Promo Paket Tour Makassar,Tour Tanjung Bira, dan Rental Mobil Makassar

Full width home advertisement

Post Page Advertisement [Top]



Dalam budaya Sulawesi Selatan (Bugis, Makassar, Mandar dan Tana Toraja) ada sebuah istilah atau semacam jargon yang mencerminkan identititas serta watak orang Sulawesi Selatan, yaitu Siri’ Na Pacce. Secara lafdzhiyah Siri’ berarti : Rasa Malu (harga diri), sedangkan Pacce atau dalam bahasa Bugis disebu Pesse yang berarti : Pedih/Pedas (Keras, Kokoh pendirian). Jadi Pacce berarti semacam kecerdasan emosional untuk turut merasakan kepedihan atau kesusahan individu lain dalam komunitas (solidaritas dan empati).

Kata Siri’, dalam bahasa Makassar atau Bugis, bermakna “malu”. Sedangkan Pacce (Bugis: Pesse) dapat berarti “tidak tega” atau “kasihan” atau “iba”. Struktur Siri’ dalam Budaya Bugis atau Makassar mempunyai empat kategori, yaitu (1) Siri’ Ripakasiri’, (2) Siri’ Mappakasiri’siri’, (3) Siri’ Tappela’ Siri (Bugis: Teddeng Siri’), dan (4) Siri’ Mate Siri’.
Kemudian, guna melengkapi keempat struktur Siri’ tersebut maka Pacce atau Pesse menduduki satu tempat, sehingga membentuk suatu budaya (karakter) yang dikenal dengan sebutan Siri’ Na Pacce.

Budaya Siri' Na Pacce merupakan salah satu falsafah budaya Masyarakat Bugis-Makassar yang harus dijunjung tinggi. Apabila siri' na pacce tidak dimiliki seseorang, maka orang tersebut dapat melebihi tingkah laku binatang, sebab tidak memiliki rasa malu, harga diri, dan kepedulian sosial. Mereka juga hanya ingin menang sendiri dan memperturutkan hawa nafsunya. Istilah siri' na pacce sebagai sistem nilai budaya sangat abstrak dan sulit untuk didefenisikan karena siri' na pacce hanya bisa dirasakan oleh penganut budaya itu. Bagi masyarakat Bugis-Makassar, siri' mengajarkan moralitas kesusilaan yang berupa anjuran, larangan, hak dan kewajiban yang mendominasi tindakan manusia untuk menjaga dan mempertahankan diri dan kehormatannya.

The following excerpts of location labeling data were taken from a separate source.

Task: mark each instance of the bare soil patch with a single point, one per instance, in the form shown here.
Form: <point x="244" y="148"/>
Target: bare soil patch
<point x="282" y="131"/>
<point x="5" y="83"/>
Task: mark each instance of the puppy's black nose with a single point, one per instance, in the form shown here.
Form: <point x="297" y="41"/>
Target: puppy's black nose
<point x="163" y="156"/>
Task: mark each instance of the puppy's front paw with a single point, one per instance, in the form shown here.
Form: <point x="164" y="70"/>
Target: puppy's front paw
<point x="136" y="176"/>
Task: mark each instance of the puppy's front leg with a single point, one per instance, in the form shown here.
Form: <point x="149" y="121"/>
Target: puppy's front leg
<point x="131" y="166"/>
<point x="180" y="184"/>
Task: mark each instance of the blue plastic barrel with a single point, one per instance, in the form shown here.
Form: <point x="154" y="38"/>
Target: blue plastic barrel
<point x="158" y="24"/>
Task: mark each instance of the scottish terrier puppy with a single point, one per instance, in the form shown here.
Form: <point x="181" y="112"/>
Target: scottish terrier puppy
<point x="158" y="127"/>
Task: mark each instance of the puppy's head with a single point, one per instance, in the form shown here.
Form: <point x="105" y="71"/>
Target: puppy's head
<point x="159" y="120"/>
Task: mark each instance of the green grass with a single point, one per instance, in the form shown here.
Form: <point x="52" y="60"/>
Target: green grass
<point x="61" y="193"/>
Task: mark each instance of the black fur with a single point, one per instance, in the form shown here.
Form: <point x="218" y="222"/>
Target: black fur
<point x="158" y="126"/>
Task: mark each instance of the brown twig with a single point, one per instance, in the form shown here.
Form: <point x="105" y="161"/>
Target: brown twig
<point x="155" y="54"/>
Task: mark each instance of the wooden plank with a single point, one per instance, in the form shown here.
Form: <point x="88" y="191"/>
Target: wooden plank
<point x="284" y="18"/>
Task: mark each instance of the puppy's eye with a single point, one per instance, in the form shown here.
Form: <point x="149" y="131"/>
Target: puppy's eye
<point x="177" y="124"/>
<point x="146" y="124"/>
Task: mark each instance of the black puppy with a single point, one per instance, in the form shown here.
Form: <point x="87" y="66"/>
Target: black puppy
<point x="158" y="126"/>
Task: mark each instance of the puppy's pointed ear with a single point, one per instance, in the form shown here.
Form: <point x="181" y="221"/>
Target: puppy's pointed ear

Siri' adalah rasa malu yang terurai dalam dimensi-dimensi harkat dan martabat manusia, siri' adalah sesuatu yang 'tabu' bagi masyarakat Bugis-Makassar dalam berinteraksi dengan orang lain. Sedangkan, pacce mengajarkan rasa kesetiakawanan dan kepedulian sosial tanpa mementingkan diri sendiri dan golongan inil adalah salah satu konsep yang membuat suku Bugis-Makassar mampu bertahan dan disegani diperantauan, pacce merupakan sifat belas kasih dan perasaan menanggung beban dan penderitaan orang lain, kalau istilah dalam bahasa Indonesia "Ringan sama dijinjing berat sama dipikul"

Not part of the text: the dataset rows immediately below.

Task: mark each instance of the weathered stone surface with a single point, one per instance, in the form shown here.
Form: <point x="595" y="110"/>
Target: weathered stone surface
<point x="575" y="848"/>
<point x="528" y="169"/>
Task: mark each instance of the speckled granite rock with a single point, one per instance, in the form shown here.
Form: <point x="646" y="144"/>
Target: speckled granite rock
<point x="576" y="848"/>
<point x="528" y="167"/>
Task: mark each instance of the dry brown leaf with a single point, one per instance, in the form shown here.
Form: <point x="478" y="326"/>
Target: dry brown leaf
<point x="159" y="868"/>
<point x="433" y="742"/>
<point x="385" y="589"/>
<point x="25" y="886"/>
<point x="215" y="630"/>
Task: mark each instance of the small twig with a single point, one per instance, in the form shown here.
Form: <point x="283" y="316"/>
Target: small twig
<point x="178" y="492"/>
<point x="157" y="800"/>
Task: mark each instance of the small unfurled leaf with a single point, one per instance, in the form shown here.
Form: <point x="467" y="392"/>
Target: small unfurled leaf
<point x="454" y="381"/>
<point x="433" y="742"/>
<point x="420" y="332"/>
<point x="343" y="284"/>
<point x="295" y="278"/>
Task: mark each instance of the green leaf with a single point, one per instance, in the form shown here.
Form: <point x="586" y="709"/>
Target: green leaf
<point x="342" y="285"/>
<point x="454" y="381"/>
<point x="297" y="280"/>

Layaknya sebuah tradisi, maka secara turun temurun konsep nilai ini senantiasa akan menjadi pegangan serta pedoman dalam kehidupan masyarakat Bugis Makassar. Bilamana pada suatu generasi penafsirannya meleset, maka akan berdampak ke generasi berikutnya. Jika terjadi disintegrasi terhadap penafsiran tentang nilai Siri’ ini, maka tentunya akan berdampak kepada kelanjutan eksistensi falsafah kepada generasi yang akan datang, inilah yang menjadi salah satu kekhawatiran banyak pihak termasuk penulis sendiri, sehingga harus diluruskan agar kedepannya nilai falsafah ini tetap bisa menjadi pedoman, pegangan serta ciri khas masyarakat Bugis-Makassar.

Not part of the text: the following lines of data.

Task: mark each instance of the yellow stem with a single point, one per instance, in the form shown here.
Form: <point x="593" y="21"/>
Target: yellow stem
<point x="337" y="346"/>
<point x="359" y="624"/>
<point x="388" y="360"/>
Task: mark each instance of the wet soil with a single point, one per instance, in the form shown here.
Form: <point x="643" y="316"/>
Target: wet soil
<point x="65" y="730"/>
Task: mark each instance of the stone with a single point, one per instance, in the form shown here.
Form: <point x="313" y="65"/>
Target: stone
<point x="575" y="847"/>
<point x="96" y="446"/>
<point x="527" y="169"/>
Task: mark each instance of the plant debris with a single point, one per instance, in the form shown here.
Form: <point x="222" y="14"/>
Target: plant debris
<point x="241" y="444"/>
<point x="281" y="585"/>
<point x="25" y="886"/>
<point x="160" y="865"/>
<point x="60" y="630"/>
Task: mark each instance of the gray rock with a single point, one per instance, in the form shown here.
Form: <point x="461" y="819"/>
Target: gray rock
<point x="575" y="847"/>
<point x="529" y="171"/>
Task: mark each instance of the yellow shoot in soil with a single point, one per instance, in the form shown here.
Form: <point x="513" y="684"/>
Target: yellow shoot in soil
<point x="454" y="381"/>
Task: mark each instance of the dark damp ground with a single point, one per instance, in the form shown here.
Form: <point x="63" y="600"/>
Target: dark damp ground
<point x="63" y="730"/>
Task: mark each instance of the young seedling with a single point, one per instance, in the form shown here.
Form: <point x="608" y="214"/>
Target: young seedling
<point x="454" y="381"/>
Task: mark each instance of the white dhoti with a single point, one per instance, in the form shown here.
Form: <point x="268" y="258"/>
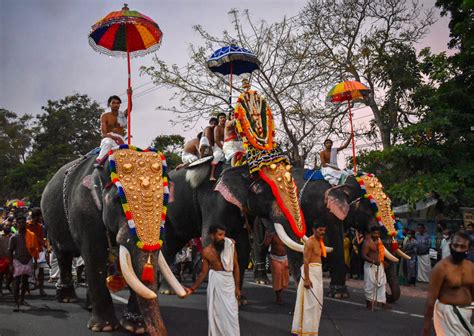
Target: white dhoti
<point x="447" y="321"/>
<point x="232" y="147"/>
<point x="424" y="268"/>
<point x="309" y="303"/>
<point x="188" y="157"/>
<point x="107" y="144"/>
<point x="218" y="155"/>
<point x="222" y="307"/>
<point x="335" y="176"/>
<point x="374" y="282"/>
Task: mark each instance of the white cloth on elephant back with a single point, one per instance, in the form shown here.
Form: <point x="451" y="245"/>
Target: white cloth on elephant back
<point x="227" y="255"/>
<point x="218" y="155"/>
<point x="222" y="307"/>
<point x="188" y="157"/>
<point x="231" y="148"/>
<point x="424" y="268"/>
<point x="106" y="144"/>
<point x="309" y="303"/>
<point x="447" y="322"/>
<point x="374" y="282"/>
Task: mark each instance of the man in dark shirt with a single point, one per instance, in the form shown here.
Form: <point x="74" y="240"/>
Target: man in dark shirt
<point x="22" y="260"/>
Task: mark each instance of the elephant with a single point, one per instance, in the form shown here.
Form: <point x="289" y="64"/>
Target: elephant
<point x="83" y="215"/>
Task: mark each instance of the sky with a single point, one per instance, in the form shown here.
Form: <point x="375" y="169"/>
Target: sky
<point x="45" y="54"/>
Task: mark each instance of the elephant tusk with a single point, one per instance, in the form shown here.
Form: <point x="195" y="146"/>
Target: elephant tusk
<point x="286" y="239"/>
<point x="169" y="276"/>
<point x="402" y="254"/>
<point x="328" y="248"/>
<point x="130" y="276"/>
<point x="390" y="256"/>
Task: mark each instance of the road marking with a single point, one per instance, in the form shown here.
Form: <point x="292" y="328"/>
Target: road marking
<point x="340" y="301"/>
<point x="119" y="298"/>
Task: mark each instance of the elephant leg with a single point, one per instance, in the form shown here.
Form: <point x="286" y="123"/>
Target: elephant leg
<point x="65" y="286"/>
<point x="392" y="280"/>
<point x="243" y="255"/>
<point x="94" y="253"/>
<point x="259" y="253"/>
<point x="337" y="267"/>
<point x="132" y="320"/>
<point x="172" y="245"/>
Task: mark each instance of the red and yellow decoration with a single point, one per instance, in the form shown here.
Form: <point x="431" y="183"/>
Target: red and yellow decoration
<point x="255" y="121"/>
<point x="142" y="182"/>
<point x="379" y="200"/>
<point x="278" y="176"/>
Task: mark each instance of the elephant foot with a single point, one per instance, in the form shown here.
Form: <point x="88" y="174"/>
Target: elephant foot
<point x="66" y="293"/>
<point x="166" y="289"/>
<point x="338" y="292"/>
<point x="260" y="277"/>
<point x="133" y="323"/>
<point x="99" y="325"/>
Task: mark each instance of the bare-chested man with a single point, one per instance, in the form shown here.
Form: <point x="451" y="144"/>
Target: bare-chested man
<point x="329" y="167"/>
<point x="112" y="127"/>
<point x="309" y="300"/>
<point x="218" y="143"/>
<point x="451" y="290"/>
<point x="233" y="147"/>
<point x="190" y="151"/>
<point x="279" y="264"/>
<point x="219" y="259"/>
<point x="207" y="140"/>
<point x="374" y="273"/>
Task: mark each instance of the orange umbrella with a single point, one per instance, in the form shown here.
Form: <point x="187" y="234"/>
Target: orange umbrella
<point x="348" y="91"/>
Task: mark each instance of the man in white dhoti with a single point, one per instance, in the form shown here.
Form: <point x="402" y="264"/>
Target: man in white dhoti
<point x="374" y="273"/>
<point x="423" y="244"/>
<point x="451" y="292"/>
<point x="309" y="300"/>
<point x="190" y="151"/>
<point x="219" y="259"/>
<point x="329" y="167"/>
<point x="112" y="127"/>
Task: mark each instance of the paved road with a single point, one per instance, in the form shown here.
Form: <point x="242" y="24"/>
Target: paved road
<point x="189" y="316"/>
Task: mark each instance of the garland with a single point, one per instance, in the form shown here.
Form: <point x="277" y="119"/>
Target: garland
<point x="373" y="202"/>
<point x="245" y="124"/>
<point x="126" y="210"/>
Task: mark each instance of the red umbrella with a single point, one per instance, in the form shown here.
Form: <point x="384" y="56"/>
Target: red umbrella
<point x="126" y="33"/>
<point x="348" y="91"/>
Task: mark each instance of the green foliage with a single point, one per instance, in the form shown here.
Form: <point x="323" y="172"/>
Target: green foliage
<point x="68" y="128"/>
<point x="436" y="155"/>
<point x="171" y="146"/>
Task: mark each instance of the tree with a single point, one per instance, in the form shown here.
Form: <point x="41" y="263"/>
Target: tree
<point x="67" y="129"/>
<point x="362" y="40"/>
<point x="289" y="77"/>
<point x="171" y="146"/>
<point x="435" y="155"/>
<point x="15" y="139"/>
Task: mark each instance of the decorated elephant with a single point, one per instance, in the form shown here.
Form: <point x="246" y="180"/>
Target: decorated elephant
<point x="92" y="211"/>
<point x="339" y="208"/>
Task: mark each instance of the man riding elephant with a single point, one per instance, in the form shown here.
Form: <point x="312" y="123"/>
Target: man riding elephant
<point x="95" y="211"/>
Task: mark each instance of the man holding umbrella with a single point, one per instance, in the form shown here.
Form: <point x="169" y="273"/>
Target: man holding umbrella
<point x="113" y="126"/>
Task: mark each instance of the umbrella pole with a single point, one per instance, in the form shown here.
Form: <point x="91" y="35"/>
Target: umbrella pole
<point x="129" y="103"/>
<point x="230" y="91"/>
<point x="352" y="136"/>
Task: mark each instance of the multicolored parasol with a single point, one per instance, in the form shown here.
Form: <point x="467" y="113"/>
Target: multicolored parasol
<point x="126" y="33"/>
<point x="348" y="91"/>
<point x="231" y="60"/>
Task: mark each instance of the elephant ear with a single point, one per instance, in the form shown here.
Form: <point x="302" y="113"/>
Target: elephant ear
<point x="90" y="183"/>
<point x="337" y="201"/>
<point x="233" y="185"/>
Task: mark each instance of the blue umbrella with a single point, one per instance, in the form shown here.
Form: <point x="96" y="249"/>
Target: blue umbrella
<point x="231" y="60"/>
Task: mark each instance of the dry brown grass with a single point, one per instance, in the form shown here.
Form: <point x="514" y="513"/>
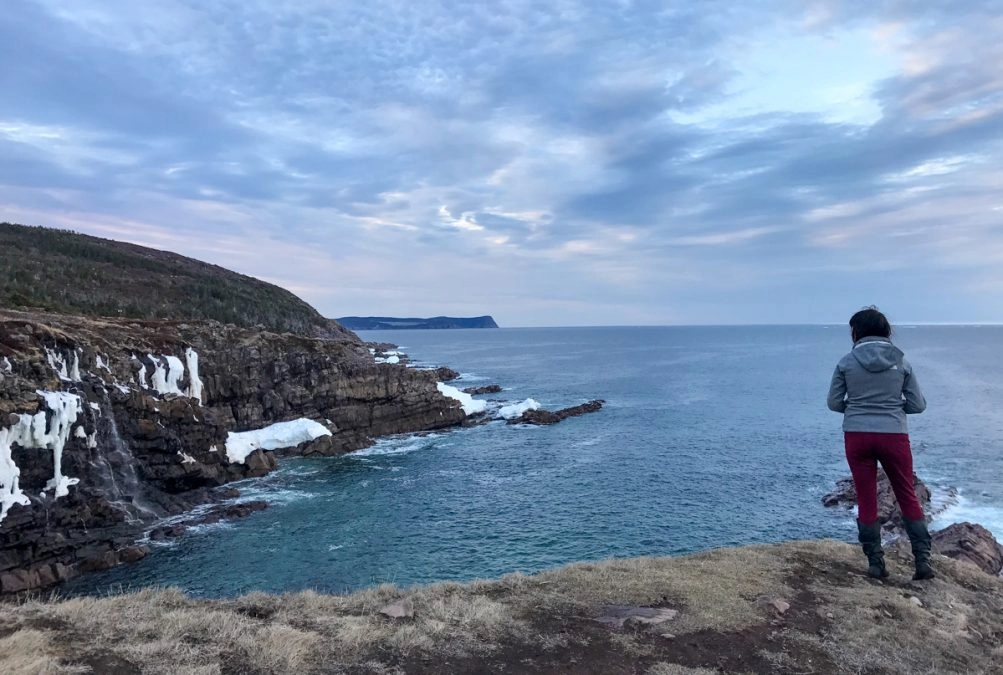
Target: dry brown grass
<point x="839" y="622"/>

Dasar falsafah hidup yang menjiwai dan menjadi pegangan masyarakat Bugis-Makassar untuk senantiasa hidup baik di negeri sendiri atau negeri orang lain adalah menjadi manusia yang perkasa dalam menjalani kehidupan. Setiap manusia keturunan Bugis-Makassar dituntut harus memiliki keberanian, pantang menyerah menghadapi tantangan ataupun ujian hidup. Itulah sebabnya maka setiap orang yang mengaku sebagai masyarakat Bugis-Makassar memiliki orientasi yang mampu menghadapi apapun.

Hakekat prinsip tersebut bersumber pada leluhur masyarakat Bugis-Makassar yang tersimpul dengan “duai temmallaiseng, tellui temmasarang” (dua bagian yang tak terpisahkan dan tiga bagian yang tak terceraikan).

Nilai siri’ dapat dipandang sebagai suatu konsep kultural yang memberikan implikasi terhadap segenap tingkah laku yang nyata. Tingkah laku itu dapat diamati sebagai pernyataan ataupun perwujudan kehidupan masyarakat Bugis-Makassar.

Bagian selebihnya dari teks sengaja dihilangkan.